Oggi è la Festa della Repubblica Italiana: 79 anni da quella pagina di storia che diede il la alla nascita del nostro Paese, che scalciò dai piedi quell’inutile monarchia che sappiamo, che consegnò per la prima volta tra le mani delle donne la matita per poter votare. Ora accenderò la tv per guardare la sfilata delle Forze dell’Ordine, lo facevo sempre con papà, lui che, buona parte della guerra la ricordava, almeno gli ultimi anni, proprio quelli più violenti vissuti qui in zona, in quel Veneto senza più governo conteso tra le volontà tedesche e partigiane. Crescendo ho imparato a disapprovare con assoluta insufficienza di stima i Savoia: quei torinesi di sovrani, inutili, mai al posto giusto, inetti, attirati solo dal proprio benessere e pieni di incapacità morale, quell’insieme di fattori che ci hanno condotti in un baratro fin troppo noto. Mentre scrivo mi viene in mente anche una serata di fine agosto di moltissimi anni fa trascorsa in in locale jesolano a chiacchierare di questi argomenti con un amico – che un po’ mi piaceva – scoprendo mentre si parlava di essere in pieno accordo su una questione importante.
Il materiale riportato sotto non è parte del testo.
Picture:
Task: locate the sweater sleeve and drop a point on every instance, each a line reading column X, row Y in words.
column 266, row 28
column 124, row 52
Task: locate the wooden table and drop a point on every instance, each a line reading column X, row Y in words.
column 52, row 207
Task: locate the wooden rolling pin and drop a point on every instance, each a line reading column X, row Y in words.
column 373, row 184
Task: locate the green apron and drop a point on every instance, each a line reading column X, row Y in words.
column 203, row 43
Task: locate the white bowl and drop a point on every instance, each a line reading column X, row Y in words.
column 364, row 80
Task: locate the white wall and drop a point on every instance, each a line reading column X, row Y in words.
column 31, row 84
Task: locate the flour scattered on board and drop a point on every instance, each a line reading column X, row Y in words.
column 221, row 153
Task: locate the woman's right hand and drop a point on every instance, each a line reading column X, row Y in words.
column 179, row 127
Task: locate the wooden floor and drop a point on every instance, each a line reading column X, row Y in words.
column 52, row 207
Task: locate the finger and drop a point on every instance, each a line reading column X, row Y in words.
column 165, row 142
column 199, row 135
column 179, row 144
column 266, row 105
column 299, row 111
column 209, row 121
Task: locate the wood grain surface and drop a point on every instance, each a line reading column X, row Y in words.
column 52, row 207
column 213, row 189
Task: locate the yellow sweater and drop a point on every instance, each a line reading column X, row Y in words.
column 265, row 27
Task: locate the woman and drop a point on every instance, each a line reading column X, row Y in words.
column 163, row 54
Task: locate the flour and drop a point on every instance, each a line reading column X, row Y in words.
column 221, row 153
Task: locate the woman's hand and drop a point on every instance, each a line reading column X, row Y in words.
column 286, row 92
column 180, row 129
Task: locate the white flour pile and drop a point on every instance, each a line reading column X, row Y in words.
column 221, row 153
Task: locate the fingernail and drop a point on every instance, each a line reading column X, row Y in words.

Chi ci stava accanto poco alla volta si è allontanato evidentemente disinteressati: la nostra discussione contro i Savoia a cui noi non volevamo concedere il rientro in Italia mantenendoli invece dentro i vincoli di un esilio a cui sua signoria la Storia li aveva condannati era per noi fondamentale, ricordavamo invece quel Referendum che aveva promosso la Repubblica a discapitato della monarchia e che forse era stato manovrato ma per noi era un dettaglio di poco peso, valeva di più che le donne fossero state chiamate al voto per la prima volta proprio quel 2 giugno 1946. Se ne parlava noi due quella sera, sempre d’accordo su tutti gli argomenti. Ma non è bastato, evidentemente lui mi piaceva io a lui no, la storia va così.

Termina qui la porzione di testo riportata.